Celui-ci poursuit imperturbable son avancée dans l'avenue, lève la tête vers le ciel, et me remarque, accoudé au rebord de la fenêtre, la tête étirée dans la rue.
À travers la visière de son casque, ses yeux me fixent durant deux secondes, après quoi je retourne à mon livre ainsi qu'à ma chaise brune.
Mais voilà que l'assourdissement grondement du moteur ne s'éloigne point de mon hôtel, et que je devine le motocycliste immobilisé, toujours sous mes fenêtres.
Stupidement, j'étire le bras et tire le rideau.
Enfin, après quelques secondes, j'entends la pétarade du moteur doubler d'intensité, puis aller en diminuant à mesure que son conducteur se dirige vers l'ouest, et s'éloigne de l'hôtel.
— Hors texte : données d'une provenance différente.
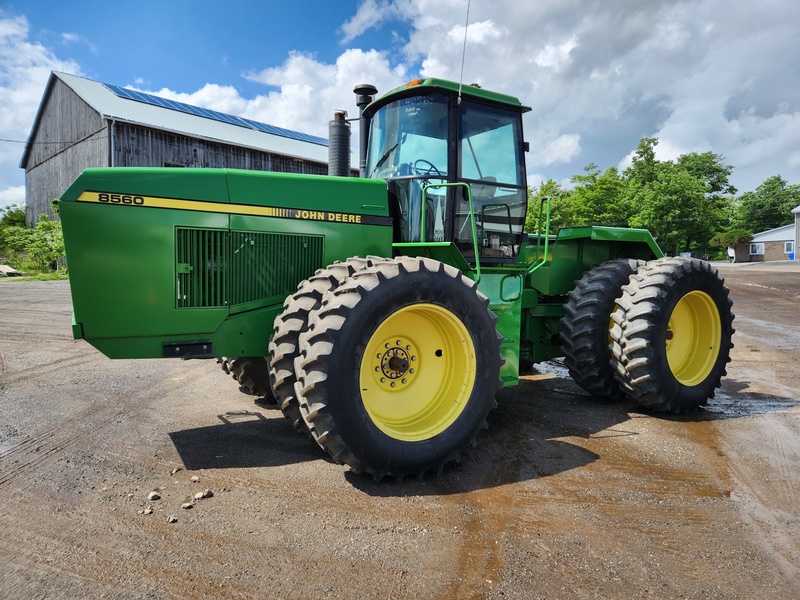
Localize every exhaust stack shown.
[328,110,350,177]
[353,83,378,177]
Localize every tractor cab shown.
[357,79,530,263]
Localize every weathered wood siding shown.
[114,123,328,175]
[23,79,109,224]
[25,129,108,224]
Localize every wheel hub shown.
[373,338,417,389]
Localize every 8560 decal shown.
[97,194,144,206]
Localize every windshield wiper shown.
[369,142,400,179]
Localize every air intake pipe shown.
[328,110,350,177]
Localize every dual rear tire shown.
[562,257,734,413]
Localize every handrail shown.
[420,182,481,283]
[526,196,550,275]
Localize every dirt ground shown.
[0,263,800,599]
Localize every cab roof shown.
[369,77,531,112]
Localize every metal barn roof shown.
[23,71,328,164]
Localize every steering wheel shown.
[414,158,443,177]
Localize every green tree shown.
[631,163,715,254]
[0,206,64,271]
[733,175,800,233]
[624,138,736,254]
[572,163,631,227]
[28,214,65,271]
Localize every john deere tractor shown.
[60,79,734,479]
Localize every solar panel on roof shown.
[103,83,328,146]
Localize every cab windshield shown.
[366,94,527,260]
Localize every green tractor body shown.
[60,79,733,479]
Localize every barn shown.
[20,72,328,225]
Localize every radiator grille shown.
[176,228,323,308]
[176,229,229,308]
[231,232,322,304]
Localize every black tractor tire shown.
[217,356,273,403]
[269,256,386,439]
[611,257,734,413]
[295,257,503,480]
[561,258,645,399]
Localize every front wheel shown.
[611,257,734,413]
[295,257,502,479]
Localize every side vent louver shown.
[176,228,323,308]
[175,229,229,308]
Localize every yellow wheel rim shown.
[667,291,722,386]
[359,304,476,442]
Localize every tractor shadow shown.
[169,361,800,497]
[345,361,800,497]
[169,410,322,470]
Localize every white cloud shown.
[151,49,406,137]
[534,133,581,166]
[341,0,397,44]
[0,12,80,206]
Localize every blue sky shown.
[0,0,800,207]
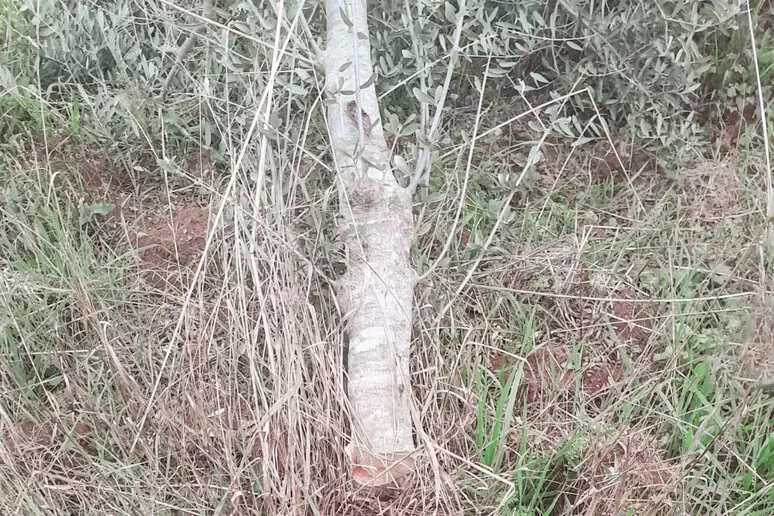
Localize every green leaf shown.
[412,88,435,106]
[339,7,353,29]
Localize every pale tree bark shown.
[323,0,415,485]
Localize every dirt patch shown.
[524,344,573,407]
[137,200,209,282]
[47,149,214,287]
[572,431,675,516]
[680,157,739,220]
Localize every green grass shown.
[0,2,774,516]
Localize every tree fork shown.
[322,0,415,486]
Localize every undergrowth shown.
[0,0,774,515]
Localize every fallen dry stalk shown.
[323,0,415,485]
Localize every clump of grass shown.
[0,2,774,514]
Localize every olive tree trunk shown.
[322,0,415,485]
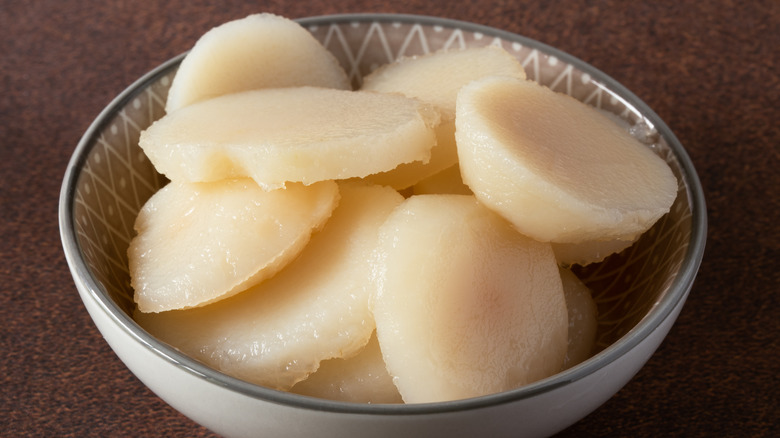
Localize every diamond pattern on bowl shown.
[73,21,692,356]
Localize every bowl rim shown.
[58,13,707,415]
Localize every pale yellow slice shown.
[372,195,568,403]
[361,46,526,121]
[361,46,525,190]
[127,179,339,312]
[139,87,439,190]
[135,185,403,390]
[560,268,598,369]
[456,77,677,243]
[165,13,351,112]
[290,336,403,404]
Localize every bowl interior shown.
[63,16,700,394]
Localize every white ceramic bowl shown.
[59,15,706,437]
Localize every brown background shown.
[0,0,780,437]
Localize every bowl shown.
[59,14,707,437]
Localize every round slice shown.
[139,87,439,190]
[560,268,598,369]
[455,77,677,243]
[290,336,402,404]
[165,14,351,112]
[361,46,525,190]
[127,179,339,312]
[135,185,403,390]
[372,195,568,403]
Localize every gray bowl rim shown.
[59,13,707,416]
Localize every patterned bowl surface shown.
[60,15,706,416]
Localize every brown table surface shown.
[0,0,780,437]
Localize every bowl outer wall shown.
[68,260,687,438]
[60,14,706,436]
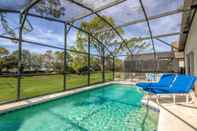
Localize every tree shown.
[12,50,31,71]
[43,50,54,71]
[69,53,88,74]
[77,16,124,56]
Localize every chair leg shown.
[188,92,195,104]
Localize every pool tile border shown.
[0,81,114,114]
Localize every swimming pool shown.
[0,84,158,131]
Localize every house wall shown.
[185,14,197,76]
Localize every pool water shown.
[0,84,158,131]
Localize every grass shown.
[0,72,112,103]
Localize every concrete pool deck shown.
[0,81,197,131]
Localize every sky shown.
[0,0,183,53]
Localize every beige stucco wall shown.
[185,14,197,76]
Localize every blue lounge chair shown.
[136,74,176,89]
[138,75,196,103]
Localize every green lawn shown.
[0,72,112,103]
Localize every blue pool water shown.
[0,84,158,131]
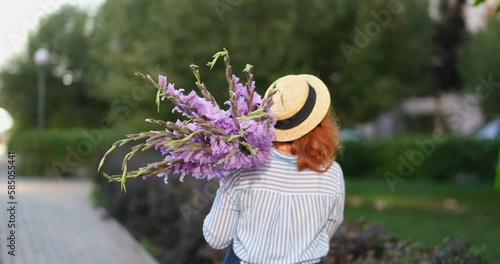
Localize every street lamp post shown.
[34,48,50,129]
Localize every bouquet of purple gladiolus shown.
[98,49,277,190]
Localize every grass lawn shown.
[345,178,500,263]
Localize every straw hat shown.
[268,74,330,142]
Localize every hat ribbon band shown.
[274,83,316,130]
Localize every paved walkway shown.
[0,157,157,264]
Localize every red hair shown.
[275,109,342,172]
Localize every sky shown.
[0,0,103,66]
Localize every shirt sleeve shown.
[325,166,345,238]
[203,175,240,249]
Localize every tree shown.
[431,0,466,130]
[88,0,431,125]
[460,16,500,120]
[0,6,108,129]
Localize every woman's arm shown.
[203,178,239,249]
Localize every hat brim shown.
[274,74,331,142]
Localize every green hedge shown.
[337,135,500,181]
[8,128,127,177]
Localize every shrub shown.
[8,128,130,176]
[338,136,500,181]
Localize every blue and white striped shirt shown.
[203,149,345,264]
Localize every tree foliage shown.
[460,16,500,119]
[0,6,107,128]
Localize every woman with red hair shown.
[203,74,345,263]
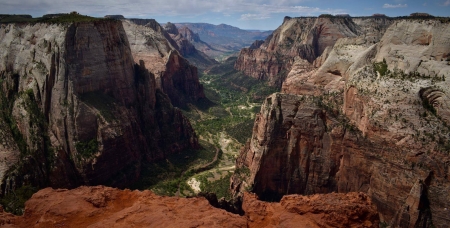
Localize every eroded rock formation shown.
[0,20,198,193]
[164,22,217,69]
[0,186,379,228]
[122,19,205,106]
[235,17,391,87]
[236,19,450,227]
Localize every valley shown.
[131,57,277,200]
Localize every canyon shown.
[231,17,450,227]
[0,16,204,201]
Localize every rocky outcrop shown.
[232,20,450,227]
[164,22,218,69]
[235,17,391,87]
[122,19,205,106]
[175,23,271,60]
[0,186,378,228]
[0,20,198,194]
[248,40,264,49]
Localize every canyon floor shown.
[125,57,276,199]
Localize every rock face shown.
[122,19,205,106]
[175,23,271,60]
[0,20,198,194]
[235,17,391,87]
[231,19,450,227]
[164,22,218,69]
[0,186,378,228]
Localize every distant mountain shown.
[175,23,272,60]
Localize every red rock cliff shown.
[232,20,450,227]
[0,20,197,193]
[0,186,378,228]
[235,17,390,87]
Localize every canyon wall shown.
[231,19,450,227]
[0,20,198,194]
[235,17,391,87]
[122,19,205,106]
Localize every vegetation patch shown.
[130,141,216,196]
[0,185,38,215]
[75,139,98,158]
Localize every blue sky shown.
[0,0,450,30]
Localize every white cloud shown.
[239,13,270,21]
[383,3,408,9]
[0,0,345,20]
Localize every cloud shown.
[239,13,270,21]
[0,0,345,20]
[383,3,408,9]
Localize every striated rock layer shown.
[234,17,392,87]
[232,20,450,227]
[0,186,378,228]
[122,19,205,106]
[164,22,218,69]
[0,20,198,194]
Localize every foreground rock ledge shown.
[0,186,378,227]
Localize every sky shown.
[0,0,450,30]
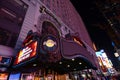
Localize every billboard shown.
[0,56,11,67]
[96,50,112,72]
[14,41,38,65]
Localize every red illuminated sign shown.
[14,41,37,64]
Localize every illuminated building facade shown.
[0,0,99,79]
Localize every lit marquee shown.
[14,41,37,64]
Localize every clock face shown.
[42,35,58,52]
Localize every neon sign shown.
[14,41,37,64]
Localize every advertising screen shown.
[14,41,37,65]
[0,73,8,80]
[0,56,11,66]
[8,73,21,80]
[21,73,34,80]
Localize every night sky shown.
[70,0,114,53]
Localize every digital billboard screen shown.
[14,41,38,65]
[8,73,21,80]
[0,56,11,66]
[0,73,8,80]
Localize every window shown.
[0,0,28,47]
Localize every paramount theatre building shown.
[0,0,99,80]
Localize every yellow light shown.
[114,53,119,57]
[43,39,56,47]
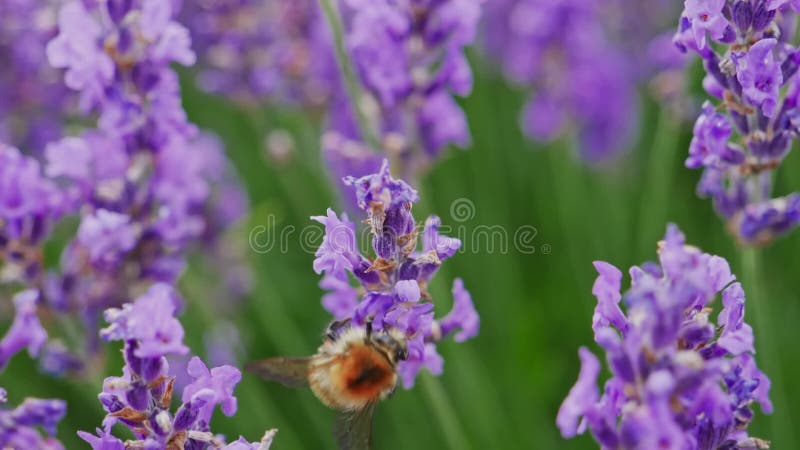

À peine deux minutes plus tard, la pétarade recommence ! J'en distingue l'écho, au loin !
Sagement (et stupidement), je ferme rapidement la fenêtre de ma chambre avant que le bruit ne me semble trop proche, puis j'éteint la faible lumière qui m'éclairait, moi, mon livre, et ma chaise brune.
De la même évolution lente, le motocycliste, dont je reconnais aisément, sans avoir à risquer un oeil à l'extérieur, le tapage unique, passe devant l'hôtel -ce qui lui prends une éternité- puis continue sa route.
Il reviendra ensuite une troisième fois... puis une quatrième, au bout de quinze ou vingt minutes.
Je suis maintenant assis à la gauche de ma couchette, dans l'obscurité, attendant qu'une pierre traverse la fenêtre de ma chambre. Je visualise les carreaux qui voleront sous peu en éclats.
Le motocycliste ne s'arrête pas, s'éloigne...
Je sors de la piéce à présent: un rapide coup d'oeil en bas de la mezzanine me permet de constater, non sans soulagement, qu'un imposant rideau de métal bourgogne a été refermé devant l'entrée principale de l'hôtel.
De longues minutes s'écouleront ensuite sans qu'un bruit ne se fasse entendre. Il est à présent minuit passé depuis une vingtaine de minutes.
Je me déshabille, et dispose sagement (et stupidement...) mes vêtements au pied du lit, à côté des mes bottes d'armée, ce dérisoire mais rassurant moyen de défense.
Je me mets au lit, les yeux grand ouverts, guettant le moindre pétarade de cyclomoteur. Je crois entendre, mais je n'entends rien. Les bruits normaux de la maison endormie me font croire, stupidement toujours, au son d'une voiture garée en bas, dans la rue, le moteur tournant toujours. Quelques voyageurs discutent dans leur chambre, à l'autre bout de l'étage. Leurs voix indistinctes m'inquiètent.
J'essaie de dormir, évidemment sans succès.
Je suis un vagabond en sursis.
On cogne violemment, trois coups dans le lourd rideau de métal qui bloque l'issue principale de l'hôtel. Je devine l'employée de nuit qui se dirige vers la porte...
Je bondis hors de mon lit, me rhabille en vitesse, et mets mes bottes d'armée.
L'oeil magique de ma porte de chambre me donne vue sur le couloir du premier étage, où je ne remarque aucune activité.
Je distingue mal les voix qui montent du rez-de-chaussée, une voix de femme et une voix d'homme, en plus de celle de l'employée de service.
Soulagé, je concluerai, suite à une attente interminable, à deux chambreurs un peu saouls qui réussiront, au prix de maints efforts, à ouvrir la porte de leur chambre.
Plus de motocycliste.
Des cris parfois, les chants improvisés de deux buveurs qui déambulent.
Des projectiles lancés au loin, dans la cité endormie.
Il devait être une heure trente lorsque je trouvai enfin le sommeil.